2.1.Bij tussenvonnis van 12 juni 2019 is mevrouw [naam] , werkzaam bij [naam bedrijf] in Brakel, benoemd tot deskundige (hierna: de deskundige). De deskundige heeft een deskundigenbericht uitgebracht, gedateerd 6 september 2019, waarin zij de in het tussenvonnis opgenomen vragen – samengevat – als volgt heeft beantwoord.
1. Wat is de woonoppervlakte van de woning aan de [adres 1] in Heukelum volgens de in 2017 geldende Meetinstructie (waarbij eventuele latere verbouwingen buiten beschouwing dienen te blijven)?

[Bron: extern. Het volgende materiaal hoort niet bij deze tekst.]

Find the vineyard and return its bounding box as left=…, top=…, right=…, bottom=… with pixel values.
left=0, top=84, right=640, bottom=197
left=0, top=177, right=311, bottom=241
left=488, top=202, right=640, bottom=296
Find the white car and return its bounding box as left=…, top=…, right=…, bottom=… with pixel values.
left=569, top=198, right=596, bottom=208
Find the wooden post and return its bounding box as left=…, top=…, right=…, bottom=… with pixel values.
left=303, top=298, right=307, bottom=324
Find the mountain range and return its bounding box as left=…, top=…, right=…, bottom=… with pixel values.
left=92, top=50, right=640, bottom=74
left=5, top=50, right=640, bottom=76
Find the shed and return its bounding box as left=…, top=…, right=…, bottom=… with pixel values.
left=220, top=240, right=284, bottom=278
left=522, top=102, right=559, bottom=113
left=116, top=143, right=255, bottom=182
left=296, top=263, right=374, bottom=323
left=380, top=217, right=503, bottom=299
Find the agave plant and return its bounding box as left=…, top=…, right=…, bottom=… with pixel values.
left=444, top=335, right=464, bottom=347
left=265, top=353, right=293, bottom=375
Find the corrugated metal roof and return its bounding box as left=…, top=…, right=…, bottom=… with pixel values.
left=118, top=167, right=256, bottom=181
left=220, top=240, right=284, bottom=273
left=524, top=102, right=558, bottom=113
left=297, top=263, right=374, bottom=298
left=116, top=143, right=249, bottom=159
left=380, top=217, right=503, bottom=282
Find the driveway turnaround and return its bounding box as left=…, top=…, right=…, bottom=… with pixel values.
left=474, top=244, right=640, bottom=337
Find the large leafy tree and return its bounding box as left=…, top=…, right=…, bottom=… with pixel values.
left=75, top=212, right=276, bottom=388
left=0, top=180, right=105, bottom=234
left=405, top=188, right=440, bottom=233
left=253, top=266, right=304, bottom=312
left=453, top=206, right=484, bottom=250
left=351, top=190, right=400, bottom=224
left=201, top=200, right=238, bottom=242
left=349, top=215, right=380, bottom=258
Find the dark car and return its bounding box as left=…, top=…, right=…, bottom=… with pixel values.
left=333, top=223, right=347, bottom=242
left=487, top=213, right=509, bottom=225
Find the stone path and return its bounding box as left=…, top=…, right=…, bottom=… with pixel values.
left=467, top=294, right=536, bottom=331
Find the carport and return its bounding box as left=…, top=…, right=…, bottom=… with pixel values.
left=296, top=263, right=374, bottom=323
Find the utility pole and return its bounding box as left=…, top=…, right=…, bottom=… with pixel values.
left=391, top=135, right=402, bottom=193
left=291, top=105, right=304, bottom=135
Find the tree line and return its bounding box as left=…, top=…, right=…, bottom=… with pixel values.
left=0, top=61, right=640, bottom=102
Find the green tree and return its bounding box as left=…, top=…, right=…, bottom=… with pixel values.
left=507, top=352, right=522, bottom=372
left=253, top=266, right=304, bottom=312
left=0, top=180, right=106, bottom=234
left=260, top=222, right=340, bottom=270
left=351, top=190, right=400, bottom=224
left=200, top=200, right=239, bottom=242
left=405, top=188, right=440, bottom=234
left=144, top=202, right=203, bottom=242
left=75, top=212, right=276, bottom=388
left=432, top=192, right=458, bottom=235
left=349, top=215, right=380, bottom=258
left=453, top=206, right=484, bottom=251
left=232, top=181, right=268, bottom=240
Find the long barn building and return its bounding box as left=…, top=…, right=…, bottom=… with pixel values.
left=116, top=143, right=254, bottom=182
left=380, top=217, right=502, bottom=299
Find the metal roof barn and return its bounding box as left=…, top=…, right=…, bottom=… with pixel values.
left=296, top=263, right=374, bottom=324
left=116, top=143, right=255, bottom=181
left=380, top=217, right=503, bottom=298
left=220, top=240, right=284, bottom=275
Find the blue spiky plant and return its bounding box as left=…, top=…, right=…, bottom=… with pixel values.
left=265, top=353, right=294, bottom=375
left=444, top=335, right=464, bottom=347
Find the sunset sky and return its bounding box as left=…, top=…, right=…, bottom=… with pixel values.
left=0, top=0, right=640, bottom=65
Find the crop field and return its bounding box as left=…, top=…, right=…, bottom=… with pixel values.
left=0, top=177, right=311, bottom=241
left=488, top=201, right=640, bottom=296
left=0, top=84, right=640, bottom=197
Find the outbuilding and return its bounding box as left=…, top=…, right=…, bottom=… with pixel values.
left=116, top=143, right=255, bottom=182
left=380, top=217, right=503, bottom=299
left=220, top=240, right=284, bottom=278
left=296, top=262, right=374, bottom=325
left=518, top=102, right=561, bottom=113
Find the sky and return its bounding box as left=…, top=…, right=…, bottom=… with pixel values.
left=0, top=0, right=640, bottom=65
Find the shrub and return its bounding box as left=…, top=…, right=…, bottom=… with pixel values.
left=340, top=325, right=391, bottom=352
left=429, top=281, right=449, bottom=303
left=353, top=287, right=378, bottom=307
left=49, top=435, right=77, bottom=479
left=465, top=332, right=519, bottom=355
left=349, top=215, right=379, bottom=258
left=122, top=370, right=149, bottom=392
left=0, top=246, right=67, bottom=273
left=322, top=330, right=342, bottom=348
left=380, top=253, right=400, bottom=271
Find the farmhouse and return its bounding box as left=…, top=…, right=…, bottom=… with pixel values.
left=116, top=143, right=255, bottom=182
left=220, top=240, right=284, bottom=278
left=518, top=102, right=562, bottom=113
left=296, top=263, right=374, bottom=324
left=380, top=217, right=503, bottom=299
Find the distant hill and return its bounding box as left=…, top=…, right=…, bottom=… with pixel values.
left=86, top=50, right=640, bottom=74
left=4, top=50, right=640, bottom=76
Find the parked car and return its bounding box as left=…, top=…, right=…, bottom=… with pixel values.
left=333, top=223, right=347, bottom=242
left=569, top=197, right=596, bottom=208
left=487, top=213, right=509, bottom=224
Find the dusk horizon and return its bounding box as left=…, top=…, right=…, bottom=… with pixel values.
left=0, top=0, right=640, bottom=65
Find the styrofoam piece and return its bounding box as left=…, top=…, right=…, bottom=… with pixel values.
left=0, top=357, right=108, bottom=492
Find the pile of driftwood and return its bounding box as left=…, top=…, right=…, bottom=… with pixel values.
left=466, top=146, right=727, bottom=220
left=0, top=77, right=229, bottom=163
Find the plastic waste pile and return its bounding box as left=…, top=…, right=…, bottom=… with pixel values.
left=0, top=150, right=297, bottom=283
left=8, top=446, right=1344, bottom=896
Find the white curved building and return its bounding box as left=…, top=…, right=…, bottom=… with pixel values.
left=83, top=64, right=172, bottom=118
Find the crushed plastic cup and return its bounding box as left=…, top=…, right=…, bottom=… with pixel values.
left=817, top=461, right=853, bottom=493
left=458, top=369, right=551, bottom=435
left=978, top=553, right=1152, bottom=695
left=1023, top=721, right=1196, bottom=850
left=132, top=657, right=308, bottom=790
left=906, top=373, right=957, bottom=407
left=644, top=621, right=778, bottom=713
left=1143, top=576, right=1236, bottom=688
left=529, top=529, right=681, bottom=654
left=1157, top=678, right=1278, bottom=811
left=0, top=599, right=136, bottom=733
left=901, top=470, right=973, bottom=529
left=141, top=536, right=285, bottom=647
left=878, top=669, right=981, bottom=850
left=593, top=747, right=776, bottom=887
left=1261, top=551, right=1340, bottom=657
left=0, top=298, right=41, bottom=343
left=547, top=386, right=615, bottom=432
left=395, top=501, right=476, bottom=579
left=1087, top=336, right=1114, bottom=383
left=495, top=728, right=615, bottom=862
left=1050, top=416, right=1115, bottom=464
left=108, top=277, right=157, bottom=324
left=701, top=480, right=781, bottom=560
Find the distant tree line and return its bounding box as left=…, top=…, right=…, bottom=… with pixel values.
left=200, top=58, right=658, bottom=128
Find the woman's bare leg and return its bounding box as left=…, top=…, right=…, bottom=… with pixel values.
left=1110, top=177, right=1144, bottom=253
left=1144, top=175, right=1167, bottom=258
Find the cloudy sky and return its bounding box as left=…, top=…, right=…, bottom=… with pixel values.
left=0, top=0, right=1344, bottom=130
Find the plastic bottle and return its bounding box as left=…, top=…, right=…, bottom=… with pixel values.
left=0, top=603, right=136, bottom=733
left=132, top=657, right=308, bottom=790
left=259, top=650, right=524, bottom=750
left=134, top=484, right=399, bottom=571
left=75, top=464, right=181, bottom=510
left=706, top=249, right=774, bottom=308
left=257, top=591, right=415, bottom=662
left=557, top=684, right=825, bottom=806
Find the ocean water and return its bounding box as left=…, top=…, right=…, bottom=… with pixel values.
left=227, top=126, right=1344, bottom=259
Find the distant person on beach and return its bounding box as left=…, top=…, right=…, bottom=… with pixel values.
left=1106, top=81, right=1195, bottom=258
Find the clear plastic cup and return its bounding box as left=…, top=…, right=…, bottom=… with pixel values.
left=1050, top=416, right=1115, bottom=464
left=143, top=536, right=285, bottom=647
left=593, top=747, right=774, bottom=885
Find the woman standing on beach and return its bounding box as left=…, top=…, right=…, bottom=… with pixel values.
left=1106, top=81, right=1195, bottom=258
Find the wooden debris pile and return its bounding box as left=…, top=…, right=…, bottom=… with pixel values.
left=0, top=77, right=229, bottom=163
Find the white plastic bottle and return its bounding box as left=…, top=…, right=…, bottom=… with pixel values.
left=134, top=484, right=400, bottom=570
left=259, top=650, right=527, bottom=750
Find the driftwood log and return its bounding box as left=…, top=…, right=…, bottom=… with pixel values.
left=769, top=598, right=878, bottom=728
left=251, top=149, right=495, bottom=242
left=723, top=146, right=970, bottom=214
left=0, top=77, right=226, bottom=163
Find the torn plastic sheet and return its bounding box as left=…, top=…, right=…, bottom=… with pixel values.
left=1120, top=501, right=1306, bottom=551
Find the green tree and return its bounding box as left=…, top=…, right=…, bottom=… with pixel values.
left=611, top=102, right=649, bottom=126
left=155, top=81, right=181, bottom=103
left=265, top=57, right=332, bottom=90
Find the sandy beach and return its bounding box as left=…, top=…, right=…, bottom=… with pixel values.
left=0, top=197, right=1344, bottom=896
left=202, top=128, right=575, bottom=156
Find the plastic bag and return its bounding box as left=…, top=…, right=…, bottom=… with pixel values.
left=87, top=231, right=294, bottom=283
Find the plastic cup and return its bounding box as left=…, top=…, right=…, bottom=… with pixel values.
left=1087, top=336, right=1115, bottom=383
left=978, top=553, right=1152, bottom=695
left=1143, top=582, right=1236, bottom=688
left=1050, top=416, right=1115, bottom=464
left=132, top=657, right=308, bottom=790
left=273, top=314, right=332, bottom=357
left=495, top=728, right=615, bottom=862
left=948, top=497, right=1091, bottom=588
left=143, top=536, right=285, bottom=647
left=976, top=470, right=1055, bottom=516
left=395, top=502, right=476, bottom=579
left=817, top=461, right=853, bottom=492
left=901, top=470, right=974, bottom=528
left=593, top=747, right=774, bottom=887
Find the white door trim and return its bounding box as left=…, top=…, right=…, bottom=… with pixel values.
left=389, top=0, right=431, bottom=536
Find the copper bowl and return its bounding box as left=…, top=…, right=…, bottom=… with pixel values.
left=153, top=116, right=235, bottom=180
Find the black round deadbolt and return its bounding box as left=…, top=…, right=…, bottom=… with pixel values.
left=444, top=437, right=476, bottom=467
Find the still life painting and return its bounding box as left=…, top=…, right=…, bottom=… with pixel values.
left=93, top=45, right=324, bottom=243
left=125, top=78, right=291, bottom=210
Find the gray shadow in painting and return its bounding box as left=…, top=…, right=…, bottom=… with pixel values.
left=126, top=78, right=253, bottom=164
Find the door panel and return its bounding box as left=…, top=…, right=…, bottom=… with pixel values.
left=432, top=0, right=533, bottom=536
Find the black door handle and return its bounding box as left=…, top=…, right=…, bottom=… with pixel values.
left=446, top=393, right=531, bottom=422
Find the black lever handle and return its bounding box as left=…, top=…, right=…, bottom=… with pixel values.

De woonoppervlakte bedraagt 149 m2, verdeeld over drie verdiepingen. Bij de meting is uitgegaan van de situatie in november 2017.
2. Zijn er vertrekken en/of inpandige ruimtes in de woning aan de [adres 1] in Heukelum ten aanzien waarvan er sprake kan zijn van interpretatieverschillen en afrondingen met toepassing van de Meetinstructie? Als er interpretatieverschillen en afrondingen mogelijk zijn, om hoeveel vierkante meter kan dit dan maximaal gaan, op grond van de Meetinstructie?
De deskundige heeft de kelder onder de woonkamer en de witgoedruimte onder de keuken toegerekend aan overige inpandige ruimte. De gebouwgebonden buitenruimte bestaat uit de veranda grenzend aan de woonkamer en het balkon op de 1e verdieping. Een deel van het souterrain is volgens de deskundige woonruimte en als zodanig toegerekend aan woonoppervlakte (eerste woonlaag). Volgens de deskundige hebben de taxateur en de verkopend makelaar deze ruimten, van in totaal 15,1 m², mogelijk anders ingedeeld en/of toegekend.
3. Wat was de marktwaarde van de woning uitgaande van de onder 1. vast te stellen woonoppervlakte, gewaardeerd naar de stand van de woningmarkt in (de omgeving van) Heukelum in november 2017? Wilt u hierbij rekening houden met de toestand waarin de woning op dat moment verkeerde? Wilt u in uw rapport ook vermelden op welke gronden u tot uw taxatie bent gekomen?
De deskundige heeft een taxatierapport opgesteld. Zij heeft de marktwaarde van de woning op 20 november 2017 getaxeerd op een bedrag van € 540.000,-. De deskundige heeft drie referentieobjecten gebruikt bij haar taxatie, te weten de woningen aan de [adres 2] in Heukelum, de [adres 3] in Heukelum en de [adres 4] in Heukelum.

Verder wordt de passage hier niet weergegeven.